To the Editor
In China, 3000 m above sea level is always considered as high altitude. China has the largest plateau area in the world, which includes the whole of Tibet, and part of Qinghai, Xinjiang, Yunnan, and Sichuan provinces. The plateau area is 257.2 × 104 km 2 , which accounts for approximately 26.8% of the total area of China. 1 As of 2006, approximately 12 million people were permanently living on the Qinghai-Tibetan Plateau between 2200 m and 5200 m altitude. 2 Most of the population live dispersed around the 3000 m to 4500 m level, but some soldiers live at an altitude of above 5000 m. Therefore, knowing how to manage healthcare on the plateau is an important task for medical workers and all the high altitude population. The former medical education system in China has been documented to be lacking in specific knowledge about high altitude medicine. To improve the level of high altitude medical practitioners, we tried to construct an academic training model, a continuing education program, and a high altitude medical health science education. During the teaching of each level, we focused on different professional skills to build a comprehensive high altitude medical education system.
The purpose of our educational program was threefold. The first goal of our program was to cultivate undergraduate students who fully grasp high altitude medical knowledge and who demonstrate knowledge of advanced clinical techniques and scientific research skills in their academic work. These students entered Third Military Medical University (TMMU) after taking the college entrance examination and meeting or exceeding key undergraduate admission standards. These students had a good foundation, demonstrated an ability to absorb knowledge quickly, and will be the leaders of high altitude medicine in the future. During the actual teaching process, we focused on high altitude medical theory and basic skills of high altitude disease management. After students fully grasp basic information about high altitude medicine, they are ready to be introduced to special incidence diseases of high altitude and common diseases of high altitude, thus laying a solid foundation for their future work on the plateau. 3
The second goal of our educational program was to utilize continuing education to train doctors in the latest developments and approaches to high altitude medical treatments. Many of these students were the backbone of the health units on the plateau; some of them served as leaders in their own units. Most students had junior college qualifications, and the age distribution ranged from 25 to 50 years. These students had sufficient work experience on the highland; most of them had mastered a basic knowledge of high altitude medicine. During their continuing education, we focused on introducing high altitude disease pathogenesis, diagnosis, and new advances in treatment. For example, we introduced the role of sildenafil for antihypoxia and told them of the advantages and disadvantages of this medicine. Through reading the latest research in high altitude medicine, the students can understand the current developmental direction of high altitude medicine. At the same time, some of these students have unique experiences in high altitude disease prevention and treatment and a strong understanding of the most urgent health needs and the real-life circumstances of members of the plateau population. During the teaching process, we also encouraged them to select popular health topics that affect the plateau populations. For example, a student found that urine, red blood cells, and other indicators increase in the permanent plateau population. We helped them analyze the results and summarize the baseline urine data of the permanent plateau population to lay the foundation for overcoming high altitude health problems.

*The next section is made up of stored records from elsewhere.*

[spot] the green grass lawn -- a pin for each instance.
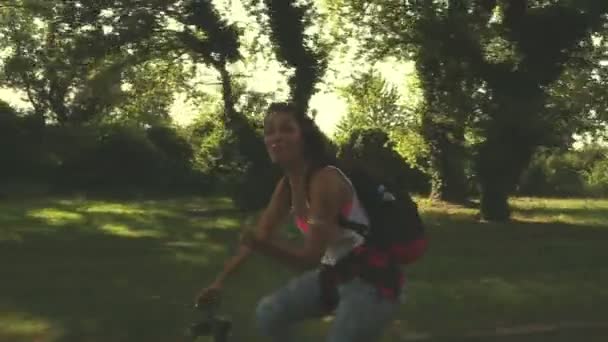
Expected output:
(92, 270)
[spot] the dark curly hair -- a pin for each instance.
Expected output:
(317, 149)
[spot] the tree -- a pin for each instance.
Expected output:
(287, 22)
(543, 38)
(68, 58)
(422, 31)
(372, 103)
(503, 54)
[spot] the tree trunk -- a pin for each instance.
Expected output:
(494, 205)
(447, 155)
(448, 181)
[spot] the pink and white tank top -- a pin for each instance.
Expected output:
(347, 239)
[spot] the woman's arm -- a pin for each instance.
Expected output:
(271, 217)
(328, 193)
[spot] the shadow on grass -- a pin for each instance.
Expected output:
(105, 271)
(125, 271)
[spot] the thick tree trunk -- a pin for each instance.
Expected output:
(447, 155)
(448, 180)
(494, 203)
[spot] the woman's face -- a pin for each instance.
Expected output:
(283, 138)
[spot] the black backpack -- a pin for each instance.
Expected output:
(394, 217)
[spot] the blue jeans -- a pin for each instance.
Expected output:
(361, 315)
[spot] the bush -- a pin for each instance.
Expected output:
(128, 158)
(21, 146)
(567, 173)
(373, 150)
(235, 159)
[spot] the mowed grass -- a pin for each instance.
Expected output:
(80, 270)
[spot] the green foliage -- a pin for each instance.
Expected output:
(148, 92)
(372, 150)
(21, 143)
(130, 159)
(237, 165)
(579, 173)
(69, 58)
(288, 24)
(372, 103)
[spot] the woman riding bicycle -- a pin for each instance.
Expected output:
(318, 194)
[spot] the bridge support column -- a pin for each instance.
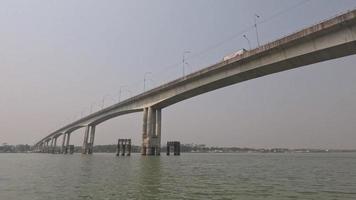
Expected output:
(63, 142)
(51, 145)
(144, 131)
(54, 145)
(67, 143)
(151, 132)
(91, 140)
(85, 142)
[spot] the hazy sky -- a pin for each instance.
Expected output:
(57, 58)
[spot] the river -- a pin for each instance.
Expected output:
(189, 176)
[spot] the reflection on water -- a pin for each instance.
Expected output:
(149, 177)
(190, 176)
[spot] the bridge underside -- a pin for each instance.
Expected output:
(328, 40)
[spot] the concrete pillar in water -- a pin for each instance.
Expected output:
(63, 142)
(50, 147)
(150, 131)
(91, 140)
(85, 142)
(67, 143)
(123, 144)
(54, 145)
(151, 144)
(144, 131)
(158, 131)
(129, 147)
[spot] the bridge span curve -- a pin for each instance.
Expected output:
(331, 39)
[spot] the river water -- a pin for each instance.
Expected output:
(190, 176)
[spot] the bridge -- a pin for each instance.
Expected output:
(330, 39)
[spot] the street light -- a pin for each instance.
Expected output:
(120, 91)
(91, 107)
(103, 100)
(184, 62)
(255, 18)
(248, 41)
(144, 80)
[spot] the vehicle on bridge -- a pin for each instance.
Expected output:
(233, 55)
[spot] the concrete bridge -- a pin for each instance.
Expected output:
(327, 40)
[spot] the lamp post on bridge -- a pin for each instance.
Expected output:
(255, 18)
(120, 92)
(103, 100)
(248, 41)
(144, 80)
(184, 61)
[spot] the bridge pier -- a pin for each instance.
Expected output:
(91, 140)
(88, 143)
(151, 136)
(54, 145)
(67, 143)
(63, 143)
(47, 146)
(85, 142)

The third goal of our educational program was to utilize science education to bring high altitude medical knowledge to the entire high altitude population. A high altitude medical support service unit was composed of the faculty of TMMU and had a rich knowledge of high altitude medicine. Every year, this unit traveled to Lhasa, Rikaze, Golmud, Thirty Miles Barracks, and Ali, and along the Qinghai-Tibet Road in Tibetan or Xinjiang province. At each stop on the plateau, they delivered lectures on high altitude health and provided answers to various issues about high altitude sickness. Most of these audiences lacked medical knowledge; therefore, during these lectures, simple and vivid words were used to introduce essential knowledge about the prevention and treatment of high altitude sickness. Through this method, high altitude medical knowledge was shared with members of the high altitude population, and they learned how to prevent high altitude disease in their daily lives.
In short, using academic teaching, continuing education, and health education tailored to the audiences' skills, experience, and knowledge base, we built a 3-dimensional high altitude medical education system. Through this system, the high altitude population had the knowledge to diagnose early, treat, and prevent high altitude sickness. The medical student can deal with the many kinds of high altitude disease skillfully, and 99% of employers in the plateau were satisfied with the quality of the high altitude medical students who graduated from TMMU.3,4 The doctors on the plateau understood what was needed on the plateau and found out what will need to be done in the future to prevent and treat high altitude disease better. 5 This methodology showed that the education system brought a large number of high-quality high altitude medical personnel to high altitude medical institutions and greatly improved the level of healthcare on the plateau.